[OpenAFS] Investigating 'calls waiting' from rxdebug
drosih@rpi.edu
drosih@rpi.edu
Thu, 15 Aug 2013 22:33:13 -0400
Hi.
In the past week we have had two frustrating periods of significant
performance problems in our
AFS cell. The first one lasted for maybe two hours, at which point it
seemed the culprit was
something odd-looking on two of our remote-access linux servers. I
rebooted those servers, and
the performance problems disappeared. That sounds good, but I was so
busy investigating
various red-herrings that the performance problems might have stopped
15-20 minutes earlier,
and I just didn't notice until after I had done that reboot. This
incident, by itself, is not too
worrisome.
Wednesday the significant (but intermittent) performance problems
returned, and there was
nothing particularly odd-looking on any machines I could see.

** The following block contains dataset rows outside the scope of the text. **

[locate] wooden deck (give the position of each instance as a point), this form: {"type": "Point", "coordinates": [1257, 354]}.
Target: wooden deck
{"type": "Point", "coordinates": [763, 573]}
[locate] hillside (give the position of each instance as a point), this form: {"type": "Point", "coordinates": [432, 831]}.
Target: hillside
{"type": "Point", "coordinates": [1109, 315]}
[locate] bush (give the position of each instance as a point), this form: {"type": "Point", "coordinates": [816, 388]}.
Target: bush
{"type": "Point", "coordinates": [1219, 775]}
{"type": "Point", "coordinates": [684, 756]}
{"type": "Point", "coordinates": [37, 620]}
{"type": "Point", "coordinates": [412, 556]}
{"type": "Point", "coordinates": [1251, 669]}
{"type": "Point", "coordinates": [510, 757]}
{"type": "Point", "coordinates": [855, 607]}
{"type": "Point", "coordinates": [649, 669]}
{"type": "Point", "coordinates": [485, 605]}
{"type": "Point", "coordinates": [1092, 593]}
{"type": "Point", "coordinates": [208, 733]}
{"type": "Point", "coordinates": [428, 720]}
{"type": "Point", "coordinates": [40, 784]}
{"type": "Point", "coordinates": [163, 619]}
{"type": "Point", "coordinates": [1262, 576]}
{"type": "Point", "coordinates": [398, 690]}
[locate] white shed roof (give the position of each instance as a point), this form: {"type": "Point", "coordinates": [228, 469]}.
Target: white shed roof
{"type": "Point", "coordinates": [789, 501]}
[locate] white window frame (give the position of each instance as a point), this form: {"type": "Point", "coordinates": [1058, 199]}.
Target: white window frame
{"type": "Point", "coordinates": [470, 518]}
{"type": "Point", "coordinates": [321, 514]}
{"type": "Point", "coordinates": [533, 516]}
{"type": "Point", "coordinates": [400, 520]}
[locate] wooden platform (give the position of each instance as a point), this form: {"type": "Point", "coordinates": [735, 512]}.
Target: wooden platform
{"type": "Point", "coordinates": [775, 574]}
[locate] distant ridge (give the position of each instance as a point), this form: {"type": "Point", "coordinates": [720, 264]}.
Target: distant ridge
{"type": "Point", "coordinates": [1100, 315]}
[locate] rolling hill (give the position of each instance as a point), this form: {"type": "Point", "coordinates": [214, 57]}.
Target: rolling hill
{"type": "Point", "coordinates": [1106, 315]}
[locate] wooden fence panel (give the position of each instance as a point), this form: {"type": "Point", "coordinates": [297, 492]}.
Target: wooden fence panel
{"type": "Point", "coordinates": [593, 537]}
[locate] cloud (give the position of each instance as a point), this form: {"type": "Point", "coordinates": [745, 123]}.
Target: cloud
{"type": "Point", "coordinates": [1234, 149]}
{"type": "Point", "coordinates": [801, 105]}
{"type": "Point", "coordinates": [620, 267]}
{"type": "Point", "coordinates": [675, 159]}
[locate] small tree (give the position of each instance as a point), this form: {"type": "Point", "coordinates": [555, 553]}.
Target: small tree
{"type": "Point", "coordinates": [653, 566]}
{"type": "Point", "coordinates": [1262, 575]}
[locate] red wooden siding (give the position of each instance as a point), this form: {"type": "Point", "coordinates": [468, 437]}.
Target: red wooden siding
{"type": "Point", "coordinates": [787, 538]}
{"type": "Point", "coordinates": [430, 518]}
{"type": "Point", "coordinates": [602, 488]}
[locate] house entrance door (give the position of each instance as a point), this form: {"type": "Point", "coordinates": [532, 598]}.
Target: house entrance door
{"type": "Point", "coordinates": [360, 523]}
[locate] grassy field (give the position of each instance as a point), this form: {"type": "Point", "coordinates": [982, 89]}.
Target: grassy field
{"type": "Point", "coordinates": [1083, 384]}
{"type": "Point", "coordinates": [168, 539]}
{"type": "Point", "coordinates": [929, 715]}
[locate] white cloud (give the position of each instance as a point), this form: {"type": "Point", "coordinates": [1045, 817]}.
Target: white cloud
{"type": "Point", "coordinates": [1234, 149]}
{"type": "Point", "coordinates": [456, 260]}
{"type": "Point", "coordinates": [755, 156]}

Based on
some google searches,
we zeroed in on the fact that one of our file servers was reporting
rather high values for 'calls
waiting for a thread' in the output of 'rxdebug $fileserver -rxstats'.
The other file servers almost
always reported zero calls waiting, but on this one file server the value
tended to range between 5
and 50. Occasionally it got over 100. And the higher the value, the
more likely we would see
performance problems on a wide variety of AFS clients.

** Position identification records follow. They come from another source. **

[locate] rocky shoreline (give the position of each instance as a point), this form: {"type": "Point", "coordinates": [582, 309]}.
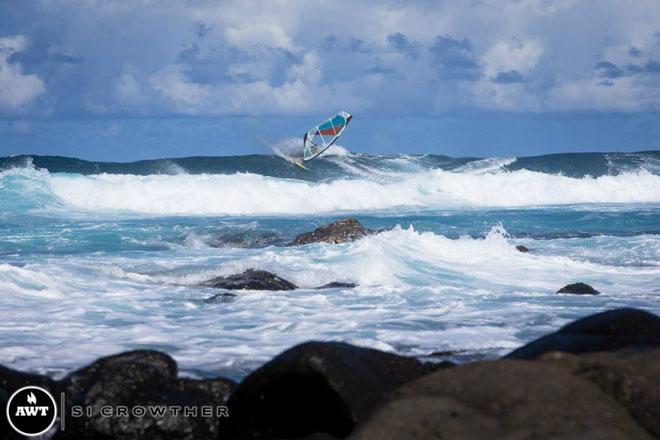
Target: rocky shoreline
{"type": "Point", "coordinates": [594, 378]}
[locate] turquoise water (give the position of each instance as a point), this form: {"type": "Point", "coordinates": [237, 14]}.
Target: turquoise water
{"type": "Point", "coordinates": [96, 258]}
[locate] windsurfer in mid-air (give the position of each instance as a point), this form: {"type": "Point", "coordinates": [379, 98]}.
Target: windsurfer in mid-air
{"type": "Point", "coordinates": [321, 137]}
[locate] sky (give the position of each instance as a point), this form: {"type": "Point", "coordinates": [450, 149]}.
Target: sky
{"type": "Point", "coordinates": [127, 80]}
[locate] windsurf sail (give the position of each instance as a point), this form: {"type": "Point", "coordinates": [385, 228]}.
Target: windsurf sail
{"type": "Point", "coordinates": [321, 137]}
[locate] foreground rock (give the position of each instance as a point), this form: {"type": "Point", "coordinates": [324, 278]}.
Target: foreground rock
{"type": "Point", "coordinates": [630, 377]}
{"type": "Point", "coordinates": [251, 279]}
{"type": "Point", "coordinates": [579, 289]}
{"type": "Point", "coordinates": [316, 387]}
{"type": "Point", "coordinates": [340, 231]}
{"type": "Point", "coordinates": [606, 331]}
{"type": "Point", "coordinates": [503, 399]}
{"type": "Point", "coordinates": [141, 379]}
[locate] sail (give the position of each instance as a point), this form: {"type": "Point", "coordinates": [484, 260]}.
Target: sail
{"type": "Point", "coordinates": [321, 137]}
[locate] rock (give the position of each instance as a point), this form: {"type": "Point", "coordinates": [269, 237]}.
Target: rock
{"type": "Point", "coordinates": [630, 377]}
{"type": "Point", "coordinates": [579, 289]}
{"type": "Point", "coordinates": [315, 387]}
{"type": "Point", "coordinates": [337, 285]}
{"type": "Point", "coordinates": [221, 298]}
{"type": "Point", "coordinates": [251, 279]}
{"type": "Point", "coordinates": [503, 399]}
{"type": "Point", "coordinates": [341, 231]}
{"type": "Point", "coordinates": [606, 331]}
{"type": "Point", "coordinates": [141, 379]}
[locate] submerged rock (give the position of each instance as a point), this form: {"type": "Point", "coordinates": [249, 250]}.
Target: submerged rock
{"type": "Point", "coordinates": [579, 289]}
{"type": "Point", "coordinates": [606, 331]}
{"type": "Point", "coordinates": [251, 279]}
{"type": "Point", "coordinates": [141, 379]}
{"type": "Point", "coordinates": [337, 285]}
{"type": "Point", "coordinates": [341, 231]}
{"type": "Point", "coordinates": [316, 387]}
{"type": "Point", "coordinates": [501, 400]}
{"type": "Point", "coordinates": [248, 239]}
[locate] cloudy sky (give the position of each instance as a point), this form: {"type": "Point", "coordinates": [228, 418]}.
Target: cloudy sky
{"type": "Point", "coordinates": [120, 80]}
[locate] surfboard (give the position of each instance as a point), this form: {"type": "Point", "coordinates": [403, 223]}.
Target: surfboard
{"type": "Point", "coordinates": [295, 162]}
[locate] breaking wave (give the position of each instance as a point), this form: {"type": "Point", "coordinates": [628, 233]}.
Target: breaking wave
{"type": "Point", "coordinates": [255, 194]}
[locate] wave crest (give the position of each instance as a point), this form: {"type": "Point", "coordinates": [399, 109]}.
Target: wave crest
{"type": "Point", "coordinates": [254, 194]}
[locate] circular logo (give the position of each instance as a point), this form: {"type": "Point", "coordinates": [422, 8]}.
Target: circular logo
{"type": "Point", "coordinates": [31, 411]}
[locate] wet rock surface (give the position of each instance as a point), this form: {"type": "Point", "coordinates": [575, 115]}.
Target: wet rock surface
{"type": "Point", "coordinates": [579, 289]}
{"type": "Point", "coordinates": [594, 378]}
{"type": "Point", "coordinates": [606, 331]}
{"type": "Point", "coordinates": [251, 279]}
{"type": "Point", "coordinates": [501, 400]}
{"type": "Point", "coordinates": [316, 387]}
{"type": "Point", "coordinates": [337, 285]}
{"type": "Point", "coordinates": [337, 232]}
{"type": "Point", "coordinates": [140, 379]}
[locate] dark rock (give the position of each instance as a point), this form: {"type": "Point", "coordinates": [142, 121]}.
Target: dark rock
{"type": "Point", "coordinates": [630, 377]}
{"type": "Point", "coordinates": [579, 289]}
{"type": "Point", "coordinates": [221, 297]}
{"type": "Point", "coordinates": [140, 378]}
{"type": "Point", "coordinates": [337, 285]}
{"type": "Point", "coordinates": [316, 387]}
{"type": "Point", "coordinates": [504, 399]}
{"type": "Point", "coordinates": [341, 231]}
{"type": "Point", "coordinates": [606, 331]}
{"type": "Point", "coordinates": [251, 279]}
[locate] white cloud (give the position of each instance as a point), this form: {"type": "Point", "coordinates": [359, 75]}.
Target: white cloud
{"type": "Point", "coordinates": [515, 54]}
{"type": "Point", "coordinates": [250, 34]}
{"type": "Point", "coordinates": [17, 90]}
{"type": "Point", "coordinates": [251, 57]}
{"type": "Point", "coordinates": [129, 90]}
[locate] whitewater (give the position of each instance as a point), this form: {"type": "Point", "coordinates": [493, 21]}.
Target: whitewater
{"type": "Point", "coordinates": [97, 258]}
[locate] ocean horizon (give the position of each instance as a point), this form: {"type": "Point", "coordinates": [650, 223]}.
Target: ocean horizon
{"type": "Point", "coordinates": [114, 256]}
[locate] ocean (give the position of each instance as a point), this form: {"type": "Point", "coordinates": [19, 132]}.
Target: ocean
{"type": "Point", "coordinates": [98, 258]}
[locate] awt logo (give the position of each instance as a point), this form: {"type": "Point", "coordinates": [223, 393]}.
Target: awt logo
{"type": "Point", "coordinates": [31, 411]}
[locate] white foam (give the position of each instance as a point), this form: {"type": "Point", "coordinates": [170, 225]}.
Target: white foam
{"type": "Point", "coordinates": [247, 194]}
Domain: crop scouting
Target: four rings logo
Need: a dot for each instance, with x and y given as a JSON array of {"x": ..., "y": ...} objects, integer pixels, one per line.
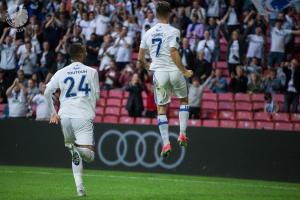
[{"x": 141, "y": 149}]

Googling some more showed that many people had reported that this value
was indeed a good
indicator of performance problems. And looking in log files on the file
servers we saw a few (but
not many) messages which pointed us to problems in our network. Most of
those looked like
minor problems, one or two were more significant and were magnified by
some heavy network
traffic which happened to be going on at the time. We fixed all of
those, and actually shut down
the process which was (legitimately) doing a lot of network I/O. These
were all good things to do,
and none of them made a bit of difference to the values we saw for 'calls
waiting" on that file
server, or on the very frustratingly hangs we were seeing on AFS clients.
And then at 7:07am this morning, the problem disappeared. Completely.
The 'calls wating' value
on that server has not gone above zero for the entire rest of the day.
So, the immediate crisis is
over. Everything is working fine.
But my question is: If this returns, how can I track down what is
*causing* the calls-waiting value
to climb? We had over 100 workstations using AFS at the time, scattered
all around campus. I did
a variety of things to try and pinpoint the culprit, but didn't have much luck.
So, given a streak of high values for 'call waiting', how can I track
that down to a specific client (or
clients), or maybe a specific AFS volume?
--
Garance Alistair Drosehn
Senior Systems Programmer
RPI; Troy NY